ACE recently released our intervention recommendation criteria, and now we are pleased to release our first intervention review composed using those guidelines. We chose to review corporate outreach for two main reasons: corporate outreach is very different from other interventions we’ve written evaluations for, and it is used by many groups we have evaluated or would consider evaluating. For these reasons, understanding it better makes our evaluations of charities stronger.
To conduct the evaluation, we talked to animal advocates at The Humane League and The Humane Society of the United States, two organizations which use very different tactics to conduct their corporate outreach work.

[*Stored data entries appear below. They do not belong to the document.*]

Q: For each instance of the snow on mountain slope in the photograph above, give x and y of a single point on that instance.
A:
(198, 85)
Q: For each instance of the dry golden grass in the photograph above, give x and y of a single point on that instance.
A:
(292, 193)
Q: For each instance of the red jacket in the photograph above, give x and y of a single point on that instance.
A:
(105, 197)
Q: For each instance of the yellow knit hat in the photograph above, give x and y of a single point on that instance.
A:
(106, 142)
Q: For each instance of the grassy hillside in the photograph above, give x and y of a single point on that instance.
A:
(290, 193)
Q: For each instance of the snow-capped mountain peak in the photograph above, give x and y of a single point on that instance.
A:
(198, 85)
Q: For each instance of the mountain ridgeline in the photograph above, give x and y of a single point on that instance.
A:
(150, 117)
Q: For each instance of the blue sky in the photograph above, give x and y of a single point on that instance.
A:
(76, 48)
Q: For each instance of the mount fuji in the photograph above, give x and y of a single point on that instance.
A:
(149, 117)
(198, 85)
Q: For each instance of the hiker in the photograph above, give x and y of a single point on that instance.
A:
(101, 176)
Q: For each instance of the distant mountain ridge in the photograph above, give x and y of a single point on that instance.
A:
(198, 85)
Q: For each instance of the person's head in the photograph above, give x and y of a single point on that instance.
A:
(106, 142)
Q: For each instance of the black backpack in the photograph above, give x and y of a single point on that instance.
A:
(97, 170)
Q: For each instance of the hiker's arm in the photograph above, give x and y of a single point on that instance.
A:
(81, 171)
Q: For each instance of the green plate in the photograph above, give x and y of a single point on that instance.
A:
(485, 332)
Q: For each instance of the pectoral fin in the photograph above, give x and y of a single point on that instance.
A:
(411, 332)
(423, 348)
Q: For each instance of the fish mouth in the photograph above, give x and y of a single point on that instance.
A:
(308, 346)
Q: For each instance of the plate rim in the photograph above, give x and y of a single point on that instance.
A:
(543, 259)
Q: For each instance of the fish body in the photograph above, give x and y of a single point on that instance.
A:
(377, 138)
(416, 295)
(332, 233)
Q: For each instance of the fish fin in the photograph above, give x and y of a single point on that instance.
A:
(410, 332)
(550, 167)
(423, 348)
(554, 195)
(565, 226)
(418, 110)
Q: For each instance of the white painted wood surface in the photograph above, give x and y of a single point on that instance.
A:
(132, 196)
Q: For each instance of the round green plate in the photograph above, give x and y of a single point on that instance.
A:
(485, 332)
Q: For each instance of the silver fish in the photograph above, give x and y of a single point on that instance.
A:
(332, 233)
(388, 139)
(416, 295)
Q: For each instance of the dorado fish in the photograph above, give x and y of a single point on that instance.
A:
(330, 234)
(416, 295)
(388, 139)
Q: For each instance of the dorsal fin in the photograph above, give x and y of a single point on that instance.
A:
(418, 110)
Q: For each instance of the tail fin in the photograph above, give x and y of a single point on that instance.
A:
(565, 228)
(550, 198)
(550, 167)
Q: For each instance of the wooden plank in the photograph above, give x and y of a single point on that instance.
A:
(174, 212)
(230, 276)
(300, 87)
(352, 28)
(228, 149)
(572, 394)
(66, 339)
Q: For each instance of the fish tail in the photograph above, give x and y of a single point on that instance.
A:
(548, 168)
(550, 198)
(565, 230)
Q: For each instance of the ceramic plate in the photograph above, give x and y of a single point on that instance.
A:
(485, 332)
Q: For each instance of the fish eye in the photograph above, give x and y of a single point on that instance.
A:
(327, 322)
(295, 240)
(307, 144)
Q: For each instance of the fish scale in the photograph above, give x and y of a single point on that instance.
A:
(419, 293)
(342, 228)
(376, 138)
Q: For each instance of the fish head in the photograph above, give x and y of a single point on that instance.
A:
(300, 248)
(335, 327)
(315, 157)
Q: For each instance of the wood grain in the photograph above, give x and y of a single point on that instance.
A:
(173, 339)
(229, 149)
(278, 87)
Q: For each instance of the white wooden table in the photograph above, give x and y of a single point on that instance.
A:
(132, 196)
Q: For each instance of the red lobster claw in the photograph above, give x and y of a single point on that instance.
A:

We also drew upon conversations we’d had with animal advocates at other times, our general background knowledge about animal advocacy, and other materials we found relevant to questions we had. To organize our thoughts and ensure that we hadn’t missed any crucial angle of thought, we filled out our full intervention evaluation form. We then condensed our findings into a more readable page, with citations explaining the support for our claims. Here’s our final recommendation–read the full review to learn more.
Do we recommend it? Why or why not?
We recommend corporate outreach conditionally, as an intervention which has extremely high potential to increase animal welfare in the short to medium term when conducted thoughtfully. Only some kinds of corporate outreach interventions appear to reach this potential, most notably those that are part of a larger strategy targeting an entire industry. Furthermore, we believe that a sustainable approach to animal advocacy must also consist of elements that attempt to influence public opinion more directly, both to provide further impetus for institutional change and because changes in norms and public opinion have clearer long-term effects than changes in corporate policy or the law alone.
Future intervention evaluations will also use this method and general format, and we expect to revise earlier intervention reviews for consistency at some point in the future. What can we improve in our next intervention review? Is there a specific intervention you think we should evaluate next? Let us know in the comments below.
Unny Nambudiripad says
Have you considered reviewing community building interventions to reduce recividism rates in vegetarians, vegans, and meat reducers? I suspect that recividism rates are high, and social support and social norms are important in maintaining behavior changes, so this intervention may be effective.